Sí: son cosas que pueden pasar, lo sé, pero esto me hace darme cuenta cabal de una cosa: MasterChef sufre de un terrible mal de ojo. Nunca terminó de ser un programa blanco, pues ha estado siempre al filo de la controversia, pero ahora es cuando le persigue la mala suerte. Y ahora la tiene, y de qué manera. No corren buenos tiempos para MasterChef.
Ya no venden ni las broncas ni las peleas ni esas maneras tan tremendas que emplea Samantha Vallejo-Nágera (53). Para mí, ella es uno de los grandes azotes de la televisión: ¡cuántos psicólogos habrá provocado esta mujer! Ahora está algo más moderada, pero jamás se me olvidarán crudos y crueles enfrentamientos con algunos concursantes.
Como lo que ocurrió en 2019 y que tanta polvareda suscitó. Tal fue la marejada que incluso un servidor llegó a asegurar que Samantha se pasaba por el forro los derechos de los trabajadores. Todo aquello vino porque Samantha echó un tremebundo rapapolvo a las concursantes de aquella edición Alicia y Laly.

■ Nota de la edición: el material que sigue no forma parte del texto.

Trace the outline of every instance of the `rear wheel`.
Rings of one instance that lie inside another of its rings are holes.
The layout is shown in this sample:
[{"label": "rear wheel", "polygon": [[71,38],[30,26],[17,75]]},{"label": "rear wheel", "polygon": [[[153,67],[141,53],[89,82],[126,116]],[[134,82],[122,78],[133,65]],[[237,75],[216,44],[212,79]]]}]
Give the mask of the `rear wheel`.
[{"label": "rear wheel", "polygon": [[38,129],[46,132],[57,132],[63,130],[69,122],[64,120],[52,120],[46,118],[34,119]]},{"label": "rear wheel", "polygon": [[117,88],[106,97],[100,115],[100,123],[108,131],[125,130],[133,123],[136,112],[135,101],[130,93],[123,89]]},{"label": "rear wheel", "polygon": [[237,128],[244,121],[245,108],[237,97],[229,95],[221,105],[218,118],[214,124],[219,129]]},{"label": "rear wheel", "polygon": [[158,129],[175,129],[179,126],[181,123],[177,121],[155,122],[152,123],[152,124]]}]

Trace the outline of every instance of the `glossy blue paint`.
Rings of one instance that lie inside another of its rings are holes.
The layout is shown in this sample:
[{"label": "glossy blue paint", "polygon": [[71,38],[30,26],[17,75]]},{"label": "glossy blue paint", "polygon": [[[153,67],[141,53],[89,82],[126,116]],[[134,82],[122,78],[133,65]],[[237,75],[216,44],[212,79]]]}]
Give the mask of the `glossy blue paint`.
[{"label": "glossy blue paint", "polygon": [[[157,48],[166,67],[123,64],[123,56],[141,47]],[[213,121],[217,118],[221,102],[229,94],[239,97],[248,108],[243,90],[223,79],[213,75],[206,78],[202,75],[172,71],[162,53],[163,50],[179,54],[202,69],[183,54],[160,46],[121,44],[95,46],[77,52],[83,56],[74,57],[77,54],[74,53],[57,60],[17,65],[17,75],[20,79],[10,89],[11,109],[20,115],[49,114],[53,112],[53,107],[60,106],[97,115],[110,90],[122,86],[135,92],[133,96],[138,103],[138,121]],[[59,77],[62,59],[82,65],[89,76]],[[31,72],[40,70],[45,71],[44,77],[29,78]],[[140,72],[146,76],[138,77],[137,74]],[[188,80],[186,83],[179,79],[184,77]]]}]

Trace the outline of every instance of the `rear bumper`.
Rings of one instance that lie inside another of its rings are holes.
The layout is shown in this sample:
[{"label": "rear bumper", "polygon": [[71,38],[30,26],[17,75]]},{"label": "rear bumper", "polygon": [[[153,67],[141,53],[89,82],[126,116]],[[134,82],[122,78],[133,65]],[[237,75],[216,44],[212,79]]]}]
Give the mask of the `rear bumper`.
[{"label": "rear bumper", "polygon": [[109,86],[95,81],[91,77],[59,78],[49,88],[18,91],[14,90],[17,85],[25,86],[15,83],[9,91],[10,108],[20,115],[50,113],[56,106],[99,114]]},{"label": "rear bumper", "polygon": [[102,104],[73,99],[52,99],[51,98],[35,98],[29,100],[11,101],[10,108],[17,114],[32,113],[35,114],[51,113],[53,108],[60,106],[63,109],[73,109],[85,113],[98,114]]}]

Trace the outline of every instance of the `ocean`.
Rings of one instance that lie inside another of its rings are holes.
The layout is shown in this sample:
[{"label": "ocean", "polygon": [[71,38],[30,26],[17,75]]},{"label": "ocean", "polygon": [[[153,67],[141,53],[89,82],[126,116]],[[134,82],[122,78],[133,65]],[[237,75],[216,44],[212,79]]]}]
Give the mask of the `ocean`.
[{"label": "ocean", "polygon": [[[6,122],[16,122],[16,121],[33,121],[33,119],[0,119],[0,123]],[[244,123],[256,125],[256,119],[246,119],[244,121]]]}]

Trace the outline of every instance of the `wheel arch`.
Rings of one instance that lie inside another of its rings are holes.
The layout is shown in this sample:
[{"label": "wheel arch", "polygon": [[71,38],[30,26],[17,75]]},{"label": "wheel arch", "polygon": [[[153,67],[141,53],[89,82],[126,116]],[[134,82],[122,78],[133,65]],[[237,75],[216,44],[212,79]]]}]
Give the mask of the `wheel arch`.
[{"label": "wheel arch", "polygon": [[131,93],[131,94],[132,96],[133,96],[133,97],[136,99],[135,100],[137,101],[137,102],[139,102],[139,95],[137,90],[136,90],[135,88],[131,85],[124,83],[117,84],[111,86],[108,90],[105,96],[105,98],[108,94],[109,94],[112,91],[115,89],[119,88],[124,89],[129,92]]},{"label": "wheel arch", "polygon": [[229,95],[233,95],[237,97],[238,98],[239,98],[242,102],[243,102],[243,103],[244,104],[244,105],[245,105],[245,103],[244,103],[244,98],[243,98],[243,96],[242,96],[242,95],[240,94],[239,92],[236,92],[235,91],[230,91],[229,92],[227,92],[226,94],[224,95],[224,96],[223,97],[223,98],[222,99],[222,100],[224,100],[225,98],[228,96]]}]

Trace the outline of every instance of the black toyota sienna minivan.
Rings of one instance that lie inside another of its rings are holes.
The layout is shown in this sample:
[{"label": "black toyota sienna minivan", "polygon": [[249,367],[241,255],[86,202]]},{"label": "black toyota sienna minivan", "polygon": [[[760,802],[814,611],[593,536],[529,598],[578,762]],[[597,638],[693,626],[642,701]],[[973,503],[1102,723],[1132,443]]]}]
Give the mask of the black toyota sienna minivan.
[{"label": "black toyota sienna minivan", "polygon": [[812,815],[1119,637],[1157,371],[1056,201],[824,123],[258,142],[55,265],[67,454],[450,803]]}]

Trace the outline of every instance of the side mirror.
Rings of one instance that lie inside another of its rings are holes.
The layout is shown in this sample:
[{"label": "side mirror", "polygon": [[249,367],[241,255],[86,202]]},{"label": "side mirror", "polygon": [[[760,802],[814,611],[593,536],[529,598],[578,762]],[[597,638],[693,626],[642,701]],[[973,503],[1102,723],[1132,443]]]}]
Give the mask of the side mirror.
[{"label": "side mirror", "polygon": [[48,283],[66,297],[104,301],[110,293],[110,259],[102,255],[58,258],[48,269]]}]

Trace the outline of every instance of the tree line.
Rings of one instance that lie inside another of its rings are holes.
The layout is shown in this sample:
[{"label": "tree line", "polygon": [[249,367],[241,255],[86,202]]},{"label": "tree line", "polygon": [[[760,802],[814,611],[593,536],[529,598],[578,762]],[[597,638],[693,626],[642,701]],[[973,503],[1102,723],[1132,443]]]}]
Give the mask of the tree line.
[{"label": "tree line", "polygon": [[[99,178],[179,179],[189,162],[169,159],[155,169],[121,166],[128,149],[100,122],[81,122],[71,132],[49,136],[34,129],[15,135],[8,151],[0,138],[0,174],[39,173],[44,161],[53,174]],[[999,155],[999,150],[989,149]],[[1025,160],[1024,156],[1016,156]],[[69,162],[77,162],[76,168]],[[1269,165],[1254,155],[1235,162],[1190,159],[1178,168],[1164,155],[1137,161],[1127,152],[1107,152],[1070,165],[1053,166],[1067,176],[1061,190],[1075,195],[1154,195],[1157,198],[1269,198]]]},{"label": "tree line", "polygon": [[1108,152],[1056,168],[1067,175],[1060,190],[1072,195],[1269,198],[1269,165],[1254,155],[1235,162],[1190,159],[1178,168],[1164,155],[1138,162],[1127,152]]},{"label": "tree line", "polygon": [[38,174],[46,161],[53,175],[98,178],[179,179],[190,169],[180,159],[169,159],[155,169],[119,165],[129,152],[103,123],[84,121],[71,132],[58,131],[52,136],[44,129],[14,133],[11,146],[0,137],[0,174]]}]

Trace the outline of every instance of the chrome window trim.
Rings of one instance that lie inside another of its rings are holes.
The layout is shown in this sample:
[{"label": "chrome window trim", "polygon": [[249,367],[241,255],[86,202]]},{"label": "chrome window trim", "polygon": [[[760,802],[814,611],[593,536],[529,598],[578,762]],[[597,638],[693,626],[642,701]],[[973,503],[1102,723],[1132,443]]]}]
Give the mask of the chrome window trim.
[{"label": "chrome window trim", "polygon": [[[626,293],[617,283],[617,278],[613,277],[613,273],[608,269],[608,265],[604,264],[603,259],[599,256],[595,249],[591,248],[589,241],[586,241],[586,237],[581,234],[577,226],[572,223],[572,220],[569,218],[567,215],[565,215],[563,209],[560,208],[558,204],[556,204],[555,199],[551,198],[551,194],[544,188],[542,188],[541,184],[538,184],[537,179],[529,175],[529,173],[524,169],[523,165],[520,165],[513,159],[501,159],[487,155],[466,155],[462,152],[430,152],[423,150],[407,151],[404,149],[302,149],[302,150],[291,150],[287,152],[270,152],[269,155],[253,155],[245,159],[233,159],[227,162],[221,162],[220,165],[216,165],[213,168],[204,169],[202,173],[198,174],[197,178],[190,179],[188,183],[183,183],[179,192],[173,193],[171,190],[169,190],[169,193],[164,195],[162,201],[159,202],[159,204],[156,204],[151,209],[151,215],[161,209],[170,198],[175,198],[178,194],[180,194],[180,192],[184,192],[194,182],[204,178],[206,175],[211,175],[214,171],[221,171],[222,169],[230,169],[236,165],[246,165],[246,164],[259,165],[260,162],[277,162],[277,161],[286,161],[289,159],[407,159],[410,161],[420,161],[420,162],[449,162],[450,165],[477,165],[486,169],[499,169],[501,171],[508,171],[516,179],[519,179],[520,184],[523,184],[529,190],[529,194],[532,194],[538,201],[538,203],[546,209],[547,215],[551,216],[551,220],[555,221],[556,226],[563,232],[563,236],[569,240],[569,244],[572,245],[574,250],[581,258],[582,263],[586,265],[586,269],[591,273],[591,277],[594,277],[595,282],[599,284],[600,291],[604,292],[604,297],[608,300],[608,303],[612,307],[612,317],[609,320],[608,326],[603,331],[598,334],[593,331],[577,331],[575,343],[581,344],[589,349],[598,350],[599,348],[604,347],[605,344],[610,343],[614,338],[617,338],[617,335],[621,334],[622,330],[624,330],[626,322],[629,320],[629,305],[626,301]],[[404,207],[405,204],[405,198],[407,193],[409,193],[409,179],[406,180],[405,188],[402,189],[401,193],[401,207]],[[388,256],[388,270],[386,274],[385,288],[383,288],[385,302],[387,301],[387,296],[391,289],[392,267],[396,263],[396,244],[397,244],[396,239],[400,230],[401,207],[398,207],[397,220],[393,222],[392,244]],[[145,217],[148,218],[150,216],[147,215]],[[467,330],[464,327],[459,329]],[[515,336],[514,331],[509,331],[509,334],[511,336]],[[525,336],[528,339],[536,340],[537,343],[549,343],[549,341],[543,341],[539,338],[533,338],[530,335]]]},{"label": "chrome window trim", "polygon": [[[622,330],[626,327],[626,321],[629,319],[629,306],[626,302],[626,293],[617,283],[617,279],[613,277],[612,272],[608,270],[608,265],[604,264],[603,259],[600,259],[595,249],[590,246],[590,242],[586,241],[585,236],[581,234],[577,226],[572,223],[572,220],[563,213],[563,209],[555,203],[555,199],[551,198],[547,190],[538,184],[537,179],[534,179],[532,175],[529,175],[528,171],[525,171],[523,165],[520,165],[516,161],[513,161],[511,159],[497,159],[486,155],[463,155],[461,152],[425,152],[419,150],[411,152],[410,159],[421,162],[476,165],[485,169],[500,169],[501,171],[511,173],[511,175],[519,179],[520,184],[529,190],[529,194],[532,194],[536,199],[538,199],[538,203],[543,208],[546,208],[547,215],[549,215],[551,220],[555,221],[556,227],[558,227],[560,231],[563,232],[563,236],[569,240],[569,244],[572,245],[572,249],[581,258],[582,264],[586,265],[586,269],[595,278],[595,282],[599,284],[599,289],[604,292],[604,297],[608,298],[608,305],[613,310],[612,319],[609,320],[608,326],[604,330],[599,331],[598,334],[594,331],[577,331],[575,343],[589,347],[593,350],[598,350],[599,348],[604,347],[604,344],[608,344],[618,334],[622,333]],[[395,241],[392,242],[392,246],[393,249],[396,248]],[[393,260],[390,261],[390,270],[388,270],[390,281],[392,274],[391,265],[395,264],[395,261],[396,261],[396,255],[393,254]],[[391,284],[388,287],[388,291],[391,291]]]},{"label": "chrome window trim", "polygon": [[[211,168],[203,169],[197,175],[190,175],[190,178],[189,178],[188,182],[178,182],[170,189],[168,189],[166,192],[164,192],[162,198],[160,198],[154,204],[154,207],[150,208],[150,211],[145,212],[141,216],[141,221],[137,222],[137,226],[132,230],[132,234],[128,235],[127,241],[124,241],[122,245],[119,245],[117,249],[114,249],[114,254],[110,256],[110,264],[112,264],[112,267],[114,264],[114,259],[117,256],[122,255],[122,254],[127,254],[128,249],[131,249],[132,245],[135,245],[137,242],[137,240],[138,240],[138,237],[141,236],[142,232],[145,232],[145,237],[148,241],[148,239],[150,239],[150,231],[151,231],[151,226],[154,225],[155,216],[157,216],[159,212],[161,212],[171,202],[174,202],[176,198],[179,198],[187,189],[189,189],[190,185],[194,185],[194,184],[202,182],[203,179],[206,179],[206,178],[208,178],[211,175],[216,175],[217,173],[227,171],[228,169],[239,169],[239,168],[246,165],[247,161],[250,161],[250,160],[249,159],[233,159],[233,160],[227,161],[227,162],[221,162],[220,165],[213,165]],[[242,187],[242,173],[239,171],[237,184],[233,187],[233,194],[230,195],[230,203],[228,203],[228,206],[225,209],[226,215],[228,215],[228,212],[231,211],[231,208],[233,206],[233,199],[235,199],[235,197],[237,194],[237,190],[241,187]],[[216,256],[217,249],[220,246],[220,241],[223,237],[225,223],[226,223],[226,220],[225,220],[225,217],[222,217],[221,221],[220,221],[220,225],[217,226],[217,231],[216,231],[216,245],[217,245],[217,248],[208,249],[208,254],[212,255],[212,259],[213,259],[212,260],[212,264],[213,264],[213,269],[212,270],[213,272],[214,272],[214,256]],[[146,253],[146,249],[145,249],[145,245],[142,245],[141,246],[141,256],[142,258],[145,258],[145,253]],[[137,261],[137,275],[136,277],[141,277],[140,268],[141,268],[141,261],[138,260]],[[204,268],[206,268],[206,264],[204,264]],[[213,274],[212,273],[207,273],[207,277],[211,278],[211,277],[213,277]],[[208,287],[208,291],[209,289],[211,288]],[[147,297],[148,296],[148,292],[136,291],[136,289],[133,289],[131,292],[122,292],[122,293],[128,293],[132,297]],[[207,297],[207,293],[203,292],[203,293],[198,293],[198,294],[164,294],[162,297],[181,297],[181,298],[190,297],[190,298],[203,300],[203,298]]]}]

Yo, desde casa, recuerdo que me iba encogiendo en el sofá a cada grito, a cada insulto. "Pero a ver, ¿tiene algún sentido hacer pasta de arroz con estas salsas?"; "Porque no sabéis hacer nada más. Estamos en un concurso de cocina, ¿lo sabéis?"; ¿Y con todo lo que había en el supermercado no se sabe hacer otra cosa que una simple salsa de pasta? Como no hay pasta... cogemos una pasta de arroz y hacemos un plato de pasta, sin pasta. Es eso, ¿no?", son solo algunas de las bofetadas verbales que les soltó Samantha a las pobres muchachas, quienes sólo atinaban a mirar al vacío y pensar por favor, que esto acabe pronto.
Y justo cuando las concursantes estaban a punto de explotar a llorar, la jurado tirana clavaba el estoque: "Vuestros platos son tan malos que la única manera de que aprendáis y que evolucionéis de verdad es yendo directamente a eliminación. Espero que os lo toméis en serio y que esto os sirva para evolucionar".
Pienso que de un tiempo a esta parte en televisión se traspasa esa línea roja con demasiada frecuencia, se consienten demasiadas licencias a los que, se entiende, están por encima del concursante. Y si éste se revuelve, cuidado; que tú has dado el consentimiento para que se te forme, para instruirte, le harán ver. Lo que se no especifica como cláusula -y si se hace es en letra pequeña- son las formas en que te convertirás en un chef de categoría.
Ese ensañamiento de los que hacen las veces de jurado inquisitorial, esa forma de maltrato verbal a los concursantes, ¡se debería penalizar! Esto es tan sólo una reflexión que lanzo por aquí. A ver cuándo se dan cuenta los que hacen espectáculo que una cosa es ir al servicio de éste y otra, muy distinta, es tratar a las personas del modo en que lo hacen en ese programa.
Porque lo he dicho varias veces y lo repito ahora: ¿qué diferencia hay, pues, entre MasterChef y Sálvame? Yo, así a priori, a veces no alcanzo a ver ninguna.